Adams Papers

From Miles Merwin to John Adams, 26 December 1791

From Miles Merwin

Cherry Alley No. 13. Decr. 26th. 1791

May it please Your Excellency

Excuse this address from a person whose station in life is far inferior to Your’s, and who to You is an utter Stranger.1

The address is perhaps impertinent, but necessity is my only appology— I Sir was born in Connecticut, and recieved my education at Yale College, but having nothing on which to rely, but my own exertions, when I left the Seminary, have had many difficulties to encounter, and have struggled both with poverty and sickness— Being a lover of science my attention has generally been fixed on literary objects, and the study of Law has been my main pursuit— To the practice of which I was admited in Connecticut and have also lately been admited in this City— My destination now is to some of the interior Counties of this State, to seek a living from my profession; but can hardly brook the idea of going into the Country without Your most excellent work entitled “A defence of the Constitutions of Government of the United-States,”— it contains such a fund of useful knowledge, that it ought to be the companion of every young man in America who is a well wisher to our prosperity— To purchase it I am unable,—as ten Dollars is all the cash I possess or have it in my power to command— Having no friend in this City of whom I can borrow it Your defence is the reason of my thus troubling You, and if through Your means I can obtain it I shall be laid under the highest obligations of duty and gratitude—

I am / May it please / Your Excelleny / Your Excellency’s / Obeidt & humbl / servt

Miles Merwin

RC (Adams Papers); addressed: “His Excellency John Adams V.P.US”; endorsed: “Miles Merwin / Dec 26th 1791.”

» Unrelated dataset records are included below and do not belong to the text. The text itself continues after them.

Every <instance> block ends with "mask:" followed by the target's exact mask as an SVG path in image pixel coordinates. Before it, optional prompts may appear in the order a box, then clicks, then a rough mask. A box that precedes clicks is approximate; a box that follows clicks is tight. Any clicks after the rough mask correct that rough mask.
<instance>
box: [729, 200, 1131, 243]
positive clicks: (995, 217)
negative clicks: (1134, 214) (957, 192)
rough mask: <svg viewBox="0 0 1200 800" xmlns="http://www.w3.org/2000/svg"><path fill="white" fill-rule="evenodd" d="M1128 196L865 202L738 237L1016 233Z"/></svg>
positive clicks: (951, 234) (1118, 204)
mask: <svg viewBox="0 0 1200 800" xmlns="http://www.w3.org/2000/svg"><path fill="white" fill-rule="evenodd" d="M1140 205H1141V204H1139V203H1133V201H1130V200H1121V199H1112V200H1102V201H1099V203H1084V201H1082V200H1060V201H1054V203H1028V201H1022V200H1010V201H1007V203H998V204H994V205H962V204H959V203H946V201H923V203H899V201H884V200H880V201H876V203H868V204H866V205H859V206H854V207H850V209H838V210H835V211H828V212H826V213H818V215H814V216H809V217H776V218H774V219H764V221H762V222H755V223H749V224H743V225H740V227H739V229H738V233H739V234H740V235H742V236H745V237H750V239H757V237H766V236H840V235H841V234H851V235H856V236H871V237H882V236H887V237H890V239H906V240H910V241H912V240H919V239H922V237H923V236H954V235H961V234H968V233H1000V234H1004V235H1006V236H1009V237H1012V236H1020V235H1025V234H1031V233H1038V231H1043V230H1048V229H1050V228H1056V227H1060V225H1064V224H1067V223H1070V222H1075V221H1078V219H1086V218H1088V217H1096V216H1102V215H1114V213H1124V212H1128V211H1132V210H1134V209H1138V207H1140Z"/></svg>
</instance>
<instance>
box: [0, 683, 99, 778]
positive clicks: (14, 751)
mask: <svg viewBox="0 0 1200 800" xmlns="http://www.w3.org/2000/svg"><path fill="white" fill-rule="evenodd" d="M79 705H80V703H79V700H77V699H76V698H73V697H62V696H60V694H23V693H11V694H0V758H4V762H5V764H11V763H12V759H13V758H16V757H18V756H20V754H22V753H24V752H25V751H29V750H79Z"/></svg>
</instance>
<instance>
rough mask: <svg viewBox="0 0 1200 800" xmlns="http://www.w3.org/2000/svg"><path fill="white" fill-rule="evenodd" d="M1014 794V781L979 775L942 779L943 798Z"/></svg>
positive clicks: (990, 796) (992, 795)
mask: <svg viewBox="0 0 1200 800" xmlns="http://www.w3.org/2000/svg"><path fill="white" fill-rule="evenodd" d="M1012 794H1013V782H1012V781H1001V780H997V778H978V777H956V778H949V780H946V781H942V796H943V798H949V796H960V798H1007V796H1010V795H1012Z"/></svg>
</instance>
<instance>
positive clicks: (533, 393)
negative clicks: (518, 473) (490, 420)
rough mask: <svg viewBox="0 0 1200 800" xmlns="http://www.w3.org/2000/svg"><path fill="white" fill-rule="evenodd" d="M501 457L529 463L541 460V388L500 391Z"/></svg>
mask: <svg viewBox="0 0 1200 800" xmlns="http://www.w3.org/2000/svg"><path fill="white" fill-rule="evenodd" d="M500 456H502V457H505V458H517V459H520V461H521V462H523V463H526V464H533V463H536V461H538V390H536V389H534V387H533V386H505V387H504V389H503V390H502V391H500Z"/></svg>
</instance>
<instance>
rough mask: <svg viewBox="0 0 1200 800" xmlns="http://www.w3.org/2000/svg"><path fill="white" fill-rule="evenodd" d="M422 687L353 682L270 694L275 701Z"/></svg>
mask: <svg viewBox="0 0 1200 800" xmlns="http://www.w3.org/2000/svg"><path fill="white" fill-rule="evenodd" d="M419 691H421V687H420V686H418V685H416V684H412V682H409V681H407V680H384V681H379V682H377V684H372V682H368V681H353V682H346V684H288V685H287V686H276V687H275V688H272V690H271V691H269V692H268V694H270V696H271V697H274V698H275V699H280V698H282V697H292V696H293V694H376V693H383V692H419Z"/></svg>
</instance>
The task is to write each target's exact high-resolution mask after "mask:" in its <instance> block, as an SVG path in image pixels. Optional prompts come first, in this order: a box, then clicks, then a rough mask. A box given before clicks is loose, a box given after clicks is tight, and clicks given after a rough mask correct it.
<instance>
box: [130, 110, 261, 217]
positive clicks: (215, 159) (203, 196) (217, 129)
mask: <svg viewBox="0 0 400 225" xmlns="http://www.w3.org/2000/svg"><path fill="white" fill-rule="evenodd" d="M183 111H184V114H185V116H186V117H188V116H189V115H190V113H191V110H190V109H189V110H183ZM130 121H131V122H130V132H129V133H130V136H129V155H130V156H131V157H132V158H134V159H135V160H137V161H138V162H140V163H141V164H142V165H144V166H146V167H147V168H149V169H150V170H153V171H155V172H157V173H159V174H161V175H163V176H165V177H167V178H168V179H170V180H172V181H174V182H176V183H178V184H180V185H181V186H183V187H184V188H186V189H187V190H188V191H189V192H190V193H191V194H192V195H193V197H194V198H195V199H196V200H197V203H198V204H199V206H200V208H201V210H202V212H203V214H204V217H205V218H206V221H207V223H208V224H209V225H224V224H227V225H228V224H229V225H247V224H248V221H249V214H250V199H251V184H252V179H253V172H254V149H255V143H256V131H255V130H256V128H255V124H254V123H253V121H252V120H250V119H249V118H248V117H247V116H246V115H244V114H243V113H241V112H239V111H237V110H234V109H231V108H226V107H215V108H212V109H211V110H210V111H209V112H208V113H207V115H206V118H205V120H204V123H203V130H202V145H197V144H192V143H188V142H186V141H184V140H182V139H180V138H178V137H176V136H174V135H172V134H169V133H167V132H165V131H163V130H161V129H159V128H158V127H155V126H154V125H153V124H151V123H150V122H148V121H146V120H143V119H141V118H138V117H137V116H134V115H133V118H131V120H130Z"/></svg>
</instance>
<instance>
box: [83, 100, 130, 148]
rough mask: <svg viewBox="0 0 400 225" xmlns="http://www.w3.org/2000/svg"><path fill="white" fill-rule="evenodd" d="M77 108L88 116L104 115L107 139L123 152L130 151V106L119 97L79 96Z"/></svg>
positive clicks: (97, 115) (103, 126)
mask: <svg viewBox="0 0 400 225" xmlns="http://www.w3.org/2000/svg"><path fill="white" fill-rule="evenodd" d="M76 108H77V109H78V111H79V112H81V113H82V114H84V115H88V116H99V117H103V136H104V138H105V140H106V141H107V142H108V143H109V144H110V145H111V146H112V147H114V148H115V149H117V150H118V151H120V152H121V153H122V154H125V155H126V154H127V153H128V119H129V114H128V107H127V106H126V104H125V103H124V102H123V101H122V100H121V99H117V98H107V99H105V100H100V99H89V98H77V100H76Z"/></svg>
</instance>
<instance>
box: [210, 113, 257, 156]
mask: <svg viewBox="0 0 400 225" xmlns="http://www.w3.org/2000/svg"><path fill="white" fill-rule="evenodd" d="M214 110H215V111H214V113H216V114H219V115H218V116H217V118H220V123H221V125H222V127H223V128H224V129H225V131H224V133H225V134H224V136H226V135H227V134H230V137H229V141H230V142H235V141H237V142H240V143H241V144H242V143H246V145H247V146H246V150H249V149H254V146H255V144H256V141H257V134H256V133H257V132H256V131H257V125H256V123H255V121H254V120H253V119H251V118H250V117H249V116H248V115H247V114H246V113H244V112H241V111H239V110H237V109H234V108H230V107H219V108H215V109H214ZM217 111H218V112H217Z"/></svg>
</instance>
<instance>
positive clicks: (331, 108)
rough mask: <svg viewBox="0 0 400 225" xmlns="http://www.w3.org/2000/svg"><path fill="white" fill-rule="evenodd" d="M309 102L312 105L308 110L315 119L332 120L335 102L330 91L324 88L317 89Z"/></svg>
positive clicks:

1JA immediately sent a copy of his Defence of the Const. description begins John Adams, A Defence of the Constitutions of Government of the United States of America, London, 1787–1788; repr. New York, 1971; 3 vols. description ends to Merwin, a Philadelphia lawyer who was originally from Woodbridge, Conn., Yale 1782. Merwin, who reciprocated with a note of thanks for the “treasure of inestimable value” the same day, died of yellow fever in 1793 (from Merwin, 26 Dec. 1791, 2d letter, Adams Papers; Dexter, Yale Graduates description begins Franklin Bowditch Dexter, Biographical Sketches of the Graduates of Yale College with Annals of the College History, New York and New Haven, 1885–1912; 6 vols. description ends , 4:229).